Nas noites calorentas de Manaus, as famílias do bairro de Aparecida colocavam cadeiras nas calçadas dos becos diante de suas casas e narravam histórias de um tempo mítico que nunca acaba. Contavam, às vezes em forma de parábola bíblica, na qual Cafarnaum era o Beco do Chora-Vintém e Jericó o Beco do Pau-não-cessa, que tudo o que aconteceu ou acontecerá no mundo já teve como palco o antigo bairro dos Tocos. Tudo?

Quase tudo. A invasão das sedes dos Três Poderes, no domingo (8), não tem precedentes, nem mesmo nas periódicas incursões predatórias realizadas contra os “bucheiros”, que moravam no bairro de São Raimundo, do outro lado do igarapé. Nesta rixa histórica, a gente sempre respeitava o sagrado, nunca se depredou igreja, escola, catraia. Centuriões da PM e fariseus de coturno do quartel do 27º BC jamais apoiaram tais ações, como ocorreu agora em Brasília.  
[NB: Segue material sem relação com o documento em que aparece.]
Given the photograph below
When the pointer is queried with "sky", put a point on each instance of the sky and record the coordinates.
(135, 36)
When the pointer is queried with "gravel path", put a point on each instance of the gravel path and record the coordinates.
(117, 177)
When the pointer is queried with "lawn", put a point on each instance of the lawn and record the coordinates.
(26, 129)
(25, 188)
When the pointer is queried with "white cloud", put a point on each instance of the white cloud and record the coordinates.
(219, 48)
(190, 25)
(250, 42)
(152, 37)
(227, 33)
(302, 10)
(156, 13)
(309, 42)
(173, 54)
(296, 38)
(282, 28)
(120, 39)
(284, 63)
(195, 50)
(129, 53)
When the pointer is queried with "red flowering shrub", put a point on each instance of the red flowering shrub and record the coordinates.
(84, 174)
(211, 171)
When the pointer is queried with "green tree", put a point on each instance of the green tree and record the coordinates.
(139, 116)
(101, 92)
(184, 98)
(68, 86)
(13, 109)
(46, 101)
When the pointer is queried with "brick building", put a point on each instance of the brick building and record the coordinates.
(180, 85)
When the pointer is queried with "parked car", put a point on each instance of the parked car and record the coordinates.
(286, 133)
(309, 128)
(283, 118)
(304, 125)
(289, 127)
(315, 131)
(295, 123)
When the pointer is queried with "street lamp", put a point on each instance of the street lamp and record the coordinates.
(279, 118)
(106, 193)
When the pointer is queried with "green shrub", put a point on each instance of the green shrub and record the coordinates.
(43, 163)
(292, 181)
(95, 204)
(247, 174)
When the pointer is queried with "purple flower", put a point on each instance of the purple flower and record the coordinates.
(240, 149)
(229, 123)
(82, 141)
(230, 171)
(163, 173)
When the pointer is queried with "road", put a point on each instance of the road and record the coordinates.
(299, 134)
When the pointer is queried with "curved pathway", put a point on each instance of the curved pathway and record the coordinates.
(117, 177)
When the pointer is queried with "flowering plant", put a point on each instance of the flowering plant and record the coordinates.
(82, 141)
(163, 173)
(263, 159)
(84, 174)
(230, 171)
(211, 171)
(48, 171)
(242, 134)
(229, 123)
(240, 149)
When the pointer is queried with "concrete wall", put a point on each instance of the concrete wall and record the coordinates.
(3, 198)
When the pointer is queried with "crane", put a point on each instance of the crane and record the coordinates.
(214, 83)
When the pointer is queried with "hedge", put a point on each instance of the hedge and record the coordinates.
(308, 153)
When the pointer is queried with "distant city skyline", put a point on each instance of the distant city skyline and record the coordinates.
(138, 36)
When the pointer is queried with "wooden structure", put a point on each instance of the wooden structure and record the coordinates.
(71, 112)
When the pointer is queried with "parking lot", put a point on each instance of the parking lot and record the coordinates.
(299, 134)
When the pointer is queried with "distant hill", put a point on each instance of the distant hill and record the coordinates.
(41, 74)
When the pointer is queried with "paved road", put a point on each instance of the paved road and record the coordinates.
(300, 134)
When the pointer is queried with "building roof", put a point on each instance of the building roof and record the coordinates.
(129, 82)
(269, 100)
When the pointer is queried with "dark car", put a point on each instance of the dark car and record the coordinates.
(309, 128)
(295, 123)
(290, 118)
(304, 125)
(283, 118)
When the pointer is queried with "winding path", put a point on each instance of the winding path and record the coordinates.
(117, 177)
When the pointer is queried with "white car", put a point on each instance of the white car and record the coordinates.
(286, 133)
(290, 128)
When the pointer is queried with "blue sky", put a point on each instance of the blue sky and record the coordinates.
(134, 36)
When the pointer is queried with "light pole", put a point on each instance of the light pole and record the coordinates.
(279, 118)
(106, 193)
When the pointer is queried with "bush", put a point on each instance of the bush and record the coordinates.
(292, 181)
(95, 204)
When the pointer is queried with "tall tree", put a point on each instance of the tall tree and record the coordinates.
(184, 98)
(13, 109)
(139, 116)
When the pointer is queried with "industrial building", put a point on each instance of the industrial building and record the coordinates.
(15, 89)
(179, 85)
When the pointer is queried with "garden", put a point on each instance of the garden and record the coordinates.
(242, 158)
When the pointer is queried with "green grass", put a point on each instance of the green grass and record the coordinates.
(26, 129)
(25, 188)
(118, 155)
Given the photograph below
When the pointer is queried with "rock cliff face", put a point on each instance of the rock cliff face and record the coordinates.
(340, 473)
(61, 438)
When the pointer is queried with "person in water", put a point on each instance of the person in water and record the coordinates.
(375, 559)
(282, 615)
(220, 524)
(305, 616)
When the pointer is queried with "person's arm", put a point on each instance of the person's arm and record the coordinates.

O único precedente, é verdade, foi dado pelo Neighborhood of Our Lady who appears, um bairro-irmão dos Estados Unidos, que testemunhou há dois anos a invasão do Capitólio em Washington. Lá eles prenderam e processaram 900 vândalos.  Mas o igarapé de São Raimundo não é o Potomac River.
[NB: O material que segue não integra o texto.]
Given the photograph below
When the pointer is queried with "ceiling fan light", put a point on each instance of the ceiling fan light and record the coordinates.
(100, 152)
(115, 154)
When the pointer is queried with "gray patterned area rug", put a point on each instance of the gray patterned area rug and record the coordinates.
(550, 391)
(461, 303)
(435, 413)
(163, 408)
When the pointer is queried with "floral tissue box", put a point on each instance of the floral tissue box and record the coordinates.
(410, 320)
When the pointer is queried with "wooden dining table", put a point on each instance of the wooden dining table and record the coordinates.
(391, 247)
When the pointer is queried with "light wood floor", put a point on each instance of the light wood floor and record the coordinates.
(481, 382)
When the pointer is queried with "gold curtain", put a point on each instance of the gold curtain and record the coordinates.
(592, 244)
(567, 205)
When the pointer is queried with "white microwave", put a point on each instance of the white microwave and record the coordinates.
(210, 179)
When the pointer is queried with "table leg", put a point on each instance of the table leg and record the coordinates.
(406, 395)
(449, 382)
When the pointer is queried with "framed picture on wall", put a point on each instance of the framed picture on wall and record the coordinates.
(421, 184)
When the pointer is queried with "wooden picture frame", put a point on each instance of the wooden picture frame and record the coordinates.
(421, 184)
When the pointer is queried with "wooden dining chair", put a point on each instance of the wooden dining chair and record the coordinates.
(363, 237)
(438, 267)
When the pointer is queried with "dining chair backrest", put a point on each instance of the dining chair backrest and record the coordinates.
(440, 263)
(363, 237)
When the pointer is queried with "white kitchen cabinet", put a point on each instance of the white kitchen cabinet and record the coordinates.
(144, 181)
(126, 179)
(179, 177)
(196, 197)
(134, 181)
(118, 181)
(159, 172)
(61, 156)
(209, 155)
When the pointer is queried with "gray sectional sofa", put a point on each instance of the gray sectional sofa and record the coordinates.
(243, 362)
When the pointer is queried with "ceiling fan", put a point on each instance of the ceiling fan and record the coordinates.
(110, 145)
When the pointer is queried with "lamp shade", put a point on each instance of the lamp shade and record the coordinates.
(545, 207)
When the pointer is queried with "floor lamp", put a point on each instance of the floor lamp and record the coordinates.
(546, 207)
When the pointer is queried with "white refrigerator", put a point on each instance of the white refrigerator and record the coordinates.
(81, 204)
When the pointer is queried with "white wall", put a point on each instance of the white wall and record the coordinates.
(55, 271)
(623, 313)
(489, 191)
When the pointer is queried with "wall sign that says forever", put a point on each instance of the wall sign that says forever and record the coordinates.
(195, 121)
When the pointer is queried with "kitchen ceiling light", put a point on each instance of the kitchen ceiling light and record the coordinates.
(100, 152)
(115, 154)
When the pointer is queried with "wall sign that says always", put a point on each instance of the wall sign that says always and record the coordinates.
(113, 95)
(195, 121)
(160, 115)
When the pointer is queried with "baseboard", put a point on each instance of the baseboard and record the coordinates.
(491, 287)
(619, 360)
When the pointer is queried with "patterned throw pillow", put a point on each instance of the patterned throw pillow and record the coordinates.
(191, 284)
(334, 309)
O que fazer com 1500 terroristas presos na Academia da Polícia Federal que depredaram as sedes dos Três Poderes? O ministro da Justiça, Flávio Dino, anunciou a operação sem a qual o governo Lula não sobrevive: identificar e julgar os financiadores, organizadores, executores e mandantes. Alguns presos em flagrante, que vão responder pelo crime em liberdade, deduraram vários financiadores. Afinal, quem são eles? A que classe social pertencem?

Lumpesinato

Os delinquentes fichados pela polícia fazem parte de diferentes setores do lumpesinato. Marx denominou de lumpenproletariat os marginalizados e desempregados crônicos, que às vezes recorrem ao roubo. Esse “proletariado esfarrapado” excluído do sistema de classes e, portanto, carente de consciência social, é facilmente manipulado pelas classes no poder em troca até de um prato de comida, como os manifestantes protegidos pelo Exército.  
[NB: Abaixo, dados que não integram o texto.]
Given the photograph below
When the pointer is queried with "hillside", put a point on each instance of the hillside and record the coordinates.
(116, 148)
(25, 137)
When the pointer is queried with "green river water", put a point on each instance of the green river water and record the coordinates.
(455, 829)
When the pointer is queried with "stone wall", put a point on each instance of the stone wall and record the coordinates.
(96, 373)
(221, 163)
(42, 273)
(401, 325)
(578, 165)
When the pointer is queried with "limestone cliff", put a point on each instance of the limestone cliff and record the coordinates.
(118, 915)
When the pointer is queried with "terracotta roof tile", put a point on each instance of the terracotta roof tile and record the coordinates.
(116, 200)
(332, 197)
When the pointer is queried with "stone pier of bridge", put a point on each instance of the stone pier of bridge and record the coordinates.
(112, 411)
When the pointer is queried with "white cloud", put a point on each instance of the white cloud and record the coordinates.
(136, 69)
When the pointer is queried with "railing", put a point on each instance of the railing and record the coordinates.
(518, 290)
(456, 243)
Mas há golpistas da lumpenburguesia, termo usado por André Gunder Frank para nomear a fracção social parasitária antidemocrática de comerciantes, agro negociantes, industriais, madeireiros, empresários do transporte e do garimpo, que vivem à sombra do poder. Sabemos agora que no golpe do dia 8, havia muitos bandidos de gravata e colarinho branco, traficantes, ladrões, lavadores de dinheiro, condenados que usavam tornozeleira eletrônica. A  mentalidade deles, segundo o sociólogo alemão criador da teoria da dependência, se assemelha à do lumpenproletariat. Saca o Véio da Havan? O Luciano Hang?  Pois é!  

Numa ampliação do conceito, podemos nos referir ainda à lumpen-academia, no qual se enquadram médicos, advogados, professores universitários, além de militares graduados do “Meu Exército Imbrochável”, pertencentes a uma casta com salários estratosféricos, aposentadoria integral, que incentivaram durante mais de dois meses a presença de golpistas em acampamentos frente aos quartéis, de onde saíram para o quebra-quebra.

São todos ideológica e politicamente lumpen esfarrapados. O que os une é o ódio à arte, entre outras motivações. Esfaquearam obra-prima de Di Cavalcanti, mijaram em peça de Burle Marx, vandalizaram criações de Bruno Giorgi e Frans Karajcberg, quebraram esculturas como a “Bailarina” de Brecheret, picharam “A Justiça” de Alfredo Ceschiatti, atiraram no chão um crucifixo do STF e apunhalaram o “Orixás” de Djanira, que havia sido retirada do Salão Nobre por Michelle Bolsonaro, por ser “coisa do demônio” uma leitura sui generis da arte e cultura popular.  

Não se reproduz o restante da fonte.